Viele Archäologen vermuten jedoch, dass die „Seevölker“ auf Halbnomaden aus dem Balkan und dem südöstlichen Europa zurückgehen. Ausgelöst durch den Klimawechsel könnten sie damals gemeinsam mit Gruppen aus Anatolien und der Ägäis weit nach Westen und Süden vorgedrungen sein.

Kanaan zerfällt

Auch die Stadtstaaten Kanaans auf dem Gebiet des heutigen Israel und Libanon sind von diesem Wandel getroffen: Lange waren sie Vasallen Ägyptens, jetzt werden viele ihrer Königsstädte zerstört und Ländereien von Angehörigen der Seevölker besetzt.

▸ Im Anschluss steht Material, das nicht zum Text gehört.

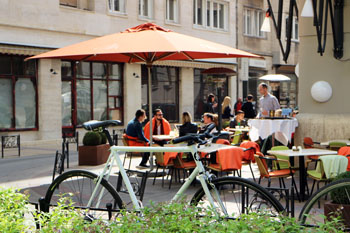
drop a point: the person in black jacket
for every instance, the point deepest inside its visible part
(248, 108)
(187, 126)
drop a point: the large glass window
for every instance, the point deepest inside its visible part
(165, 91)
(172, 10)
(98, 92)
(117, 6)
(253, 20)
(146, 8)
(214, 14)
(203, 86)
(18, 93)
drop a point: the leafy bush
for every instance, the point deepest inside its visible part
(14, 211)
(164, 217)
(103, 137)
(92, 138)
(340, 195)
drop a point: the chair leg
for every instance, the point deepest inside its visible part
(171, 176)
(251, 170)
(312, 189)
(154, 179)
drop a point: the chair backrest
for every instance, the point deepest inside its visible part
(262, 165)
(308, 142)
(237, 137)
(336, 145)
(280, 148)
(223, 141)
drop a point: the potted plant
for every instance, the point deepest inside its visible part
(340, 203)
(94, 151)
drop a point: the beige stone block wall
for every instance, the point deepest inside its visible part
(186, 91)
(322, 127)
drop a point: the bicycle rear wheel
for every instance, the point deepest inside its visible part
(78, 185)
(239, 196)
(313, 212)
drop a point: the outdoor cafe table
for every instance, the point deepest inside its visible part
(340, 140)
(281, 129)
(301, 153)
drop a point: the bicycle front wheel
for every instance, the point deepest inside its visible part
(321, 203)
(238, 196)
(78, 186)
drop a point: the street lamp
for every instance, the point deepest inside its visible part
(308, 10)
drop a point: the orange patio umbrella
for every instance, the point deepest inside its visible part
(144, 43)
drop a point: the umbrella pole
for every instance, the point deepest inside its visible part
(149, 66)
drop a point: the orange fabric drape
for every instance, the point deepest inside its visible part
(345, 151)
(230, 158)
(249, 155)
(166, 127)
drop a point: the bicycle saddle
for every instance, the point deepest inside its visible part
(91, 125)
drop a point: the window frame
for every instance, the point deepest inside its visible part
(256, 19)
(13, 78)
(91, 79)
(150, 6)
(176, 12)
(111, 7)
(295, 33)
(209, 24)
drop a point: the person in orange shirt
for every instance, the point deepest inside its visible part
(160, 126)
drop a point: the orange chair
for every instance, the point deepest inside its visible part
(248, 156)
(280, 174)
(309, 143)
(345, 150)
(164, 160)
(228, 159)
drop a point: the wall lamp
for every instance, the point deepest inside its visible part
(320, 10)
(293, 8)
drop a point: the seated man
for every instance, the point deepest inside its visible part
(160, 126)
(134, 132)
(238, 120)
(210, 123)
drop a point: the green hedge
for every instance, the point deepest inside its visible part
(17, 216)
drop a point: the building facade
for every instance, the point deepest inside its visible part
(40, 98)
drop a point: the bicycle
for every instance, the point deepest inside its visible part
(228, 196)
(313, 212)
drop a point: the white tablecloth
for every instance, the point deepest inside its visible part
(263, 128)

Viele Bewohner des alten Kanaan fliehen und vermischen sich teilweise mit Flüchtlingen aus dem Gebiet der Hethiter, die von Norden her in die Levante einwandern.

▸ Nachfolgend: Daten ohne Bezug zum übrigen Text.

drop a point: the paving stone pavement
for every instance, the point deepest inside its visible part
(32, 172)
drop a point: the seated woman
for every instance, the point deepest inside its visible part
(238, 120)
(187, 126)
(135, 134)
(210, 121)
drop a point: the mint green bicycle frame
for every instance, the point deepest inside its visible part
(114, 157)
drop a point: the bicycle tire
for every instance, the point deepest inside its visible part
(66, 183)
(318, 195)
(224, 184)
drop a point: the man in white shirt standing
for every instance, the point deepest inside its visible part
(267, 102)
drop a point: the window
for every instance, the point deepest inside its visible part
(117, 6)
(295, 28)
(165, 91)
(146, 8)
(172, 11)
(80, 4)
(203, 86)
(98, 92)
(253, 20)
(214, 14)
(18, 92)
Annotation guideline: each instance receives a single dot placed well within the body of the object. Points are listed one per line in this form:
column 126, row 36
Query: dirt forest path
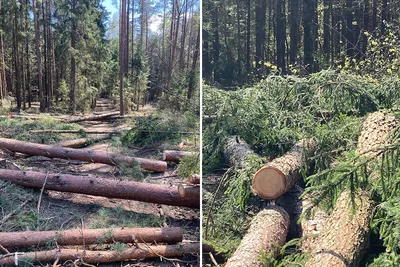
column 63, row 210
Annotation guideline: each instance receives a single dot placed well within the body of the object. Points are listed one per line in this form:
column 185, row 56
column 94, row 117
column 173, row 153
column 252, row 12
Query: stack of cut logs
column 338, row 239
column 144, row 242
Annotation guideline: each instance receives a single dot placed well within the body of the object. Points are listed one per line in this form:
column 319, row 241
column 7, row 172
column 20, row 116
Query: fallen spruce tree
column 267, row 232
column 281, row 174
column 345, row 237
column 26, row 239
column 146, row 192
column 80, row 154
column 136, row 252
column 94, row 117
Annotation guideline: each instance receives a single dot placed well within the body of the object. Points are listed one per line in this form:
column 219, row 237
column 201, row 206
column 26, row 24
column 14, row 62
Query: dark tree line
column 244, row 40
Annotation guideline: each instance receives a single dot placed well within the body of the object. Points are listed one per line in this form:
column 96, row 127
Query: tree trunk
column 80, row 154
column 279, row 175
column 267, row 232
column 87, row 256
column 176, row 155
column 189, row 191
column 85, row 237
column 235, row 150
column 111, row 188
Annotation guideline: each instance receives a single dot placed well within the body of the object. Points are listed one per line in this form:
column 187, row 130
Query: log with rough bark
column 267, row 231
column 145, row 192
column 344, row 239
column 189, row 191
column 235, row 151
column 82, row 142
column 194, row 179
column 176, row 155
column 73, row 237
column 80, row 154
column 140, row 251
column 279, row 175
column 93, row 117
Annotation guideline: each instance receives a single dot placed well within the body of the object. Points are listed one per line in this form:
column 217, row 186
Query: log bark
column 93, row 117
column 145, row 192
column 330, row 248
column 74, row 237
column 189, row 191
column 235, row 150
column 176, row 155
column 82, row 142
column 267, row 230
column 281, row 174
column 80, row 154
column 137, row 252
column 194, row 179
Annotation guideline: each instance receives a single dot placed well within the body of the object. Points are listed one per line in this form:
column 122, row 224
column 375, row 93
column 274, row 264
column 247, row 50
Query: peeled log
column 189, row 191
column 146, row 192
column 91, row 236
column 94, row 117
column 176, row 155
column 267, row 230
column 136, row 252
column 344, row 239
column 80, row 154
column 194, row 179
column 281, row 174
column 81, row 142
column 235, row 151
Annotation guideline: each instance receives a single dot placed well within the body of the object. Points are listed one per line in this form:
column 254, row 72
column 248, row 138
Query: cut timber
column 80, row 154
column 267, row 232
column 140, row 251
column 235, row 150
column 194, row 179
column 82, row 142
column 344, row 239
column 279, row 175
column 91, row 236
column 94, row 117
column 189, row 191
column 146, row 192
column 176, row 155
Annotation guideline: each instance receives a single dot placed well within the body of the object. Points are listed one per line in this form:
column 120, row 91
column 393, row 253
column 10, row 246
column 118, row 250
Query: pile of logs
column 338, row 239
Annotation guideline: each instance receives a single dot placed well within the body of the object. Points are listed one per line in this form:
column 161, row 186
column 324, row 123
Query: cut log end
column 269, row 183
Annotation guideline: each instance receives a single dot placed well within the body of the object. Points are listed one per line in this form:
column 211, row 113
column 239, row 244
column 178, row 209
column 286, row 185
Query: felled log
column 267, row 232
column 235, row 151
column 80, row 154
column 189, row 191
column 344, row 239
column 93, row 117
column 140, row 251
column 194, row 179
column 146, row 192
column 176, row 155
column 279, row 175
column 82, row 142
column 91, row 236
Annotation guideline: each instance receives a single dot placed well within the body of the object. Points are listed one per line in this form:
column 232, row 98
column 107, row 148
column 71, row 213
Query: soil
column 60, row 210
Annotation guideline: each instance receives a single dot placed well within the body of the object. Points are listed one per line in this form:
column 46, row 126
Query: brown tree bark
column 74, row 237
column 189, row 191
column 88, row 256
column 80, row 154
column 267, row 232
column 176, row 155
column 279, row 175
column 145, row 192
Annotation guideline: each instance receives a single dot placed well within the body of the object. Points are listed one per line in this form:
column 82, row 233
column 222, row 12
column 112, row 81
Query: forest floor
column 61, row 210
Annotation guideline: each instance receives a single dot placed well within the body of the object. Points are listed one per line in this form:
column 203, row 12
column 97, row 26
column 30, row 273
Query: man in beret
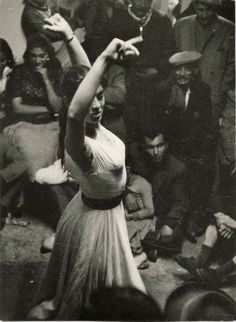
column 167, row 176
column 183, row 103
column 212, row 36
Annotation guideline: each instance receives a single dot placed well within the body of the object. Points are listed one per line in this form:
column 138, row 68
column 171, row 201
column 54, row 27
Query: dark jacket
column 190, row 131
column 12, row 163
column 168, row 185
column 217, row 65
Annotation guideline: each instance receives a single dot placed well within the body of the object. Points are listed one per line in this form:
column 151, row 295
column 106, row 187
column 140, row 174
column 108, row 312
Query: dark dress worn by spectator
column 167, row 176
column 12, row 170
column 184, row 104
column 32, row 22
column 33, row 91
column 213, row 37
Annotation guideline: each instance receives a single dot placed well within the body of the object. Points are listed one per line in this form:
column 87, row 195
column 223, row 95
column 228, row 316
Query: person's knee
column 211, row 235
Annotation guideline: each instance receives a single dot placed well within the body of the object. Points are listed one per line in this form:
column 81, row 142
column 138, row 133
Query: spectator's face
column 37, row 57
column 205, row 14
column 94, row 116
column 184, row 74
column 172, row 4
column 141, row 7
column 3, row 62
column 156, row 148
column 40, row 3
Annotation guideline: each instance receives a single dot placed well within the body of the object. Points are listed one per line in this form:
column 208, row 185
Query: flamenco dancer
column 91, row 247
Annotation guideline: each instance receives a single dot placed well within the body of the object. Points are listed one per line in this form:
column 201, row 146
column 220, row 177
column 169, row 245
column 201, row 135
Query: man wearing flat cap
column 212, row 36
column 184, row 105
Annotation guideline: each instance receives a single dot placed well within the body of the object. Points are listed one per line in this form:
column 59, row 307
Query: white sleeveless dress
column 92, row 247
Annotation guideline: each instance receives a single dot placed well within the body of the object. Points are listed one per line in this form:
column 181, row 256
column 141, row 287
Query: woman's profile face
column 3, row 62
column 96, row 109
column 37, row 57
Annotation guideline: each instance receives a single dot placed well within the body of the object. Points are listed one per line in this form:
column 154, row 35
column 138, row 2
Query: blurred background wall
column 10, row 16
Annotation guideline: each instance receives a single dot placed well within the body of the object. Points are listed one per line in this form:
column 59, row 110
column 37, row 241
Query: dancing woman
column 91, row 248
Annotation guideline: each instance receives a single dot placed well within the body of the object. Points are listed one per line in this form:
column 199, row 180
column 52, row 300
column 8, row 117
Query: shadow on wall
column 10, row 26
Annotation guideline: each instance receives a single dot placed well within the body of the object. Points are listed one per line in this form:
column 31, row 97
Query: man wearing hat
column 183, row 102
column 212, row 36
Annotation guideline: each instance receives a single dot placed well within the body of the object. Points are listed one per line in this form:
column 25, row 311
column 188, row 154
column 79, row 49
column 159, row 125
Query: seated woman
column 6, row 65
column 33, row 92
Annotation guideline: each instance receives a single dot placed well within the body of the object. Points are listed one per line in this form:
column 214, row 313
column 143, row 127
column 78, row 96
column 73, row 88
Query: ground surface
column 22, row 265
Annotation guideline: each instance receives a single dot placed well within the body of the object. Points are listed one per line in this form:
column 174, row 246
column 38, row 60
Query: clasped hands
column 225, row 225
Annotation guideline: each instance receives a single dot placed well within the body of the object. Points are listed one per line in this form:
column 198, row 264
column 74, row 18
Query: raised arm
column 59, row 25
column 85, row 95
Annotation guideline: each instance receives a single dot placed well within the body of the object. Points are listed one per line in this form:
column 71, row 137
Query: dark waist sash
column 102, row 204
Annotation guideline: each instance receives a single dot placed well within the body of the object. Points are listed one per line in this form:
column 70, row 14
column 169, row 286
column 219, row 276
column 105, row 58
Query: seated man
column 220, row 233
column 139, row 211
column 184, row 103
column 167, row 176
column 12, row 169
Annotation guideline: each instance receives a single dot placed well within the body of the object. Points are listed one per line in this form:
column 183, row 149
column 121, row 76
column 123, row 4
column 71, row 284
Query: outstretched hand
column 119, row 49
column 58, row 24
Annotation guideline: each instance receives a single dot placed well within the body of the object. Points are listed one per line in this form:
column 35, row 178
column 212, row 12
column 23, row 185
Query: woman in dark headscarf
column 33, row 91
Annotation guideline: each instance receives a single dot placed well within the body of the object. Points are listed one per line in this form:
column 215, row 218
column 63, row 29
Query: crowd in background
column 173, row 107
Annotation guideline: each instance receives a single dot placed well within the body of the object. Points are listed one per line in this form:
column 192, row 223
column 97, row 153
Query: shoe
column 208, row 277
column 188, row 263
column 152, row 255
column 47, row 244
column 191, row 236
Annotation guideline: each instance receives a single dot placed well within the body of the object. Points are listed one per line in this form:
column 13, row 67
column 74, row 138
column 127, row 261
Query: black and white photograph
column 117, row 160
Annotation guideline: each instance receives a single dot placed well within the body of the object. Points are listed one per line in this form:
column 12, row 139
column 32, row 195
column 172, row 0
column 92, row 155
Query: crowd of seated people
column 173, row 107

Die fünf Städte der Philister.© Ekuah/ CC-by-sa 3.0

Als Folge ist Kanaan im elften Jahrhundert vor Christus ein komplexes Gemisch vieler kleinerer Völker und Regionalherrscher. Im Süden haben die Philister – wahrscheinlich Nachkommen der Seevölker – einen Fünf-Städtebund gegründet, zu dem unter anderem die Küstenstädte Gaza, Aschkelon und Aschdod gehören. Auf sie geht bis heute die Bezeichnung Palästina zurück. Östlich des Philistergebiets, jenseits des Toten Meeres, siedeln die Moabiter, wovon auch ägyptische Überlieferungen zeugen. Beide Völker werden im Alten Testament der Bibel als Gegenspieler Israels erwähnt.

Und die Israeliten?

In dieser Umbruchszeit liegen auch die Wurzeln der Israeliten, des Volks, dem der biblische König David angehört haben soll. Woher diese Volksgruppe allerdings kam und ob und wann sie begann, sich zu einem Königreich zusammenzuschließen, ist stark umstritten. Wo die Bibel vom „Einzug ins gelobte Land“ spricht, sehen Archäologen eher die Ansiedlung versprengter und aus ihren Städten vertriebener Kanaaniter, vermischt mit Flüchtlingen anderer Volksgruppen im Jordantal und dem umgebenden Hügelland.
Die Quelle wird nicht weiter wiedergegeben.